Lastly, psyops. Hmm. Seems I don't have my notes on this right now (at my place of work), so I will post them a bit later on.
What I'm looking at, partly, is how there seems to be a mindset shared by both “conspiracy theorists” and conspiracy debunkers or skeptics.
Peter Knight again:
there have indeed been actual conspiracies here or there in U.S. history, but ... a conspiracy theorist believes that there is “a ‘vast’ or ‘gigantic’ conspiracy as the motive force in historical events” (Hofstadter, 29). According to this kind of view, conspiracy theory is more than just the odd speculation about clandestine causes; it is a way of looking at the world and historical events that sees conspiracies as the motor of history.
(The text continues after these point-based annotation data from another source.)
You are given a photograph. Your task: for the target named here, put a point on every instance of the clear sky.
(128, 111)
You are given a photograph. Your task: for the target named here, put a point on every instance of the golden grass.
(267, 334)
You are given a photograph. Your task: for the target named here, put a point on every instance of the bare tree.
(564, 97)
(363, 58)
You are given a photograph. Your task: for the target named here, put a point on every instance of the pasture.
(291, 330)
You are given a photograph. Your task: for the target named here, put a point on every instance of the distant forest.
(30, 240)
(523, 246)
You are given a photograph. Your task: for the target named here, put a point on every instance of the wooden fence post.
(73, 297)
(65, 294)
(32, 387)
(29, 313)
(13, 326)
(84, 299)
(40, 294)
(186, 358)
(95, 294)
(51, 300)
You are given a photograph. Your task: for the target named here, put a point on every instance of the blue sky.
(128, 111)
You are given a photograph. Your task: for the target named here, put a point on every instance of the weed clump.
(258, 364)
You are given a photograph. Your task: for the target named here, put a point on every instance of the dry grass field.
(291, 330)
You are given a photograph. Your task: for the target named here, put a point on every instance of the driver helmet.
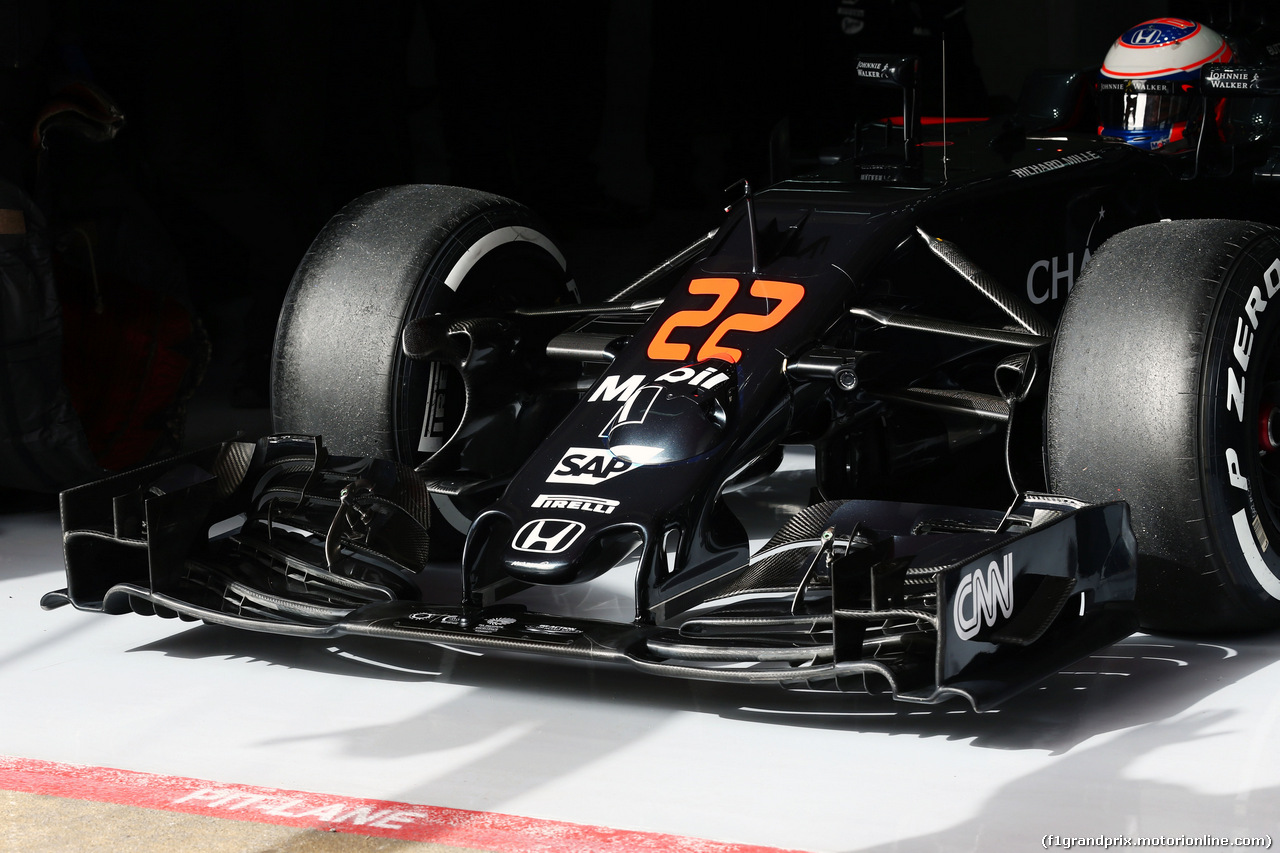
(1150, 80)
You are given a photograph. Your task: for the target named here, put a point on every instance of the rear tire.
(388, 258)
(1166, 365)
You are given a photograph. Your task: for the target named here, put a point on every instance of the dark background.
(248, 124)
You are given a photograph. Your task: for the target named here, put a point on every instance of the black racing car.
(1000, 337)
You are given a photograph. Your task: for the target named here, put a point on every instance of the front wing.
(926, 602)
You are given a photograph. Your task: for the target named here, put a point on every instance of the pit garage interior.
(128, 733)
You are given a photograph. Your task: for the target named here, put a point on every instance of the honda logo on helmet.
(548, 536)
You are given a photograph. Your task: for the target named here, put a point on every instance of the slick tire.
(387, 258)
(1165, 392)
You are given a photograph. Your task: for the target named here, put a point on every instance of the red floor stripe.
(328, 812)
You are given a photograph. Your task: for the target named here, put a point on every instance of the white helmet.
(1150, 80)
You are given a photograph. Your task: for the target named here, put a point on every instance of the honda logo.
(548, 536)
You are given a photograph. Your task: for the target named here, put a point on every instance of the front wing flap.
(926, 602)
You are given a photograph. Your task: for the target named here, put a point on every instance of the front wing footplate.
(926, 602)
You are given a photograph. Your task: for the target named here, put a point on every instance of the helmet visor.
(1152, 115)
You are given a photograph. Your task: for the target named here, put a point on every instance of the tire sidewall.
(1244, 341)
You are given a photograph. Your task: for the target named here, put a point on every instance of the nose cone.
(684, 413)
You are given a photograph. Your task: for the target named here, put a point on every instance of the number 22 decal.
(786, 293)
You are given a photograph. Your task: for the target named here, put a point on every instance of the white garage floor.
(1153, 737)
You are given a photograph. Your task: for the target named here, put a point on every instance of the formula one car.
(1000, 337)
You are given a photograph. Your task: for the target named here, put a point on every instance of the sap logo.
(588, 465)
(982, 597)
(603, 506)
(1045, 277)
(548, 536)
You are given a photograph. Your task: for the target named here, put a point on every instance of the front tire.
(1164, 387)
(388, 258)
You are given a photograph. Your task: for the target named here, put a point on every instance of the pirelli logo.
(603, 506)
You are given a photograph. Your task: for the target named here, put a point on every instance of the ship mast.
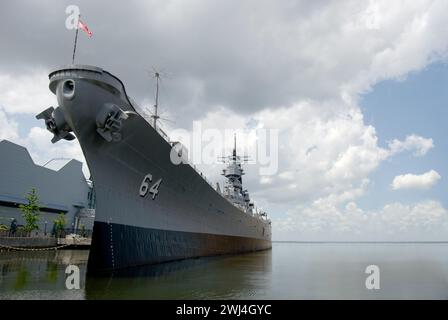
(155, 116)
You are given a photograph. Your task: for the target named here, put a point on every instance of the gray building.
(63, 191)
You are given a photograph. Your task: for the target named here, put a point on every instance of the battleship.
(149, 209)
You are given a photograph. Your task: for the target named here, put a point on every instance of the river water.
(288, 271)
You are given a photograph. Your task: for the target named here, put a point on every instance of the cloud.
(8, 127)
(325, 220)
(25, 92)
(414, 181)
(419, 144)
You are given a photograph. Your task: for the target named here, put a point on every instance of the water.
(288, 271)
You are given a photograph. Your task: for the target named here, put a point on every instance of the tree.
(59, 224)
(30, 211)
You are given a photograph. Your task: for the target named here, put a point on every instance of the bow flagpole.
(83, 26)
(76, 39)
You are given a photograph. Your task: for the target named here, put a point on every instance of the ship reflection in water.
(288, 271)
(41, 275)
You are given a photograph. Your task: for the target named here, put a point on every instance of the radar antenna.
(156, 116)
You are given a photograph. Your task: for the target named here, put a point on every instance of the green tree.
(59, 224)
(30, 211)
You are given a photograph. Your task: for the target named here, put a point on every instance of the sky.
(356, 89)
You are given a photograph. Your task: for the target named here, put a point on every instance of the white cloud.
(419, 144)
(38, 143)
(414, 181)
(25, 93)
(8, 127)
(324, 219)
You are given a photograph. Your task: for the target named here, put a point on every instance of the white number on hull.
(155, 188)
(144, 187)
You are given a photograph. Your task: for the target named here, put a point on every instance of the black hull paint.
(116, 246)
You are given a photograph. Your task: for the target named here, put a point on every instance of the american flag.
(83, 26)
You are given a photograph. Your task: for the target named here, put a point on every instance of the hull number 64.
(145, 187)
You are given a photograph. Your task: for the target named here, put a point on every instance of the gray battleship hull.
(187, 217)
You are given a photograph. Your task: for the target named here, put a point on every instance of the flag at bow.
(83, 26)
Knight writes that: “one of the important functions of conspiracy theory today, namely questioning how much we are in control of our own minds and our own actions through the debate over exactly what is to count as a conspiracy or not.”
This points to the idea that an anti-conspiracy position is really a philosophical position rather than a historical or factual one. Many people tend to reject the idea of long-term, organized conspiracies, not on a case-by-case basis but on principle. And in the same way, many people who do advocate for a “grand conspiracy” fall into the exact same trap, that of extrapolating prematurely from the evidence of long-term social engineering strategies and policies the existence of a single, cohesive group and agenda behind them (the Illuminati, the Masons, the Jews, etc.). In both cases—whether the philosophical position is to believe or to debunk—a perceived order, direction, and design is literalized, in much the same way that religious people literalize the evidence of a divine order into hierarchies of angels, gods, and demons.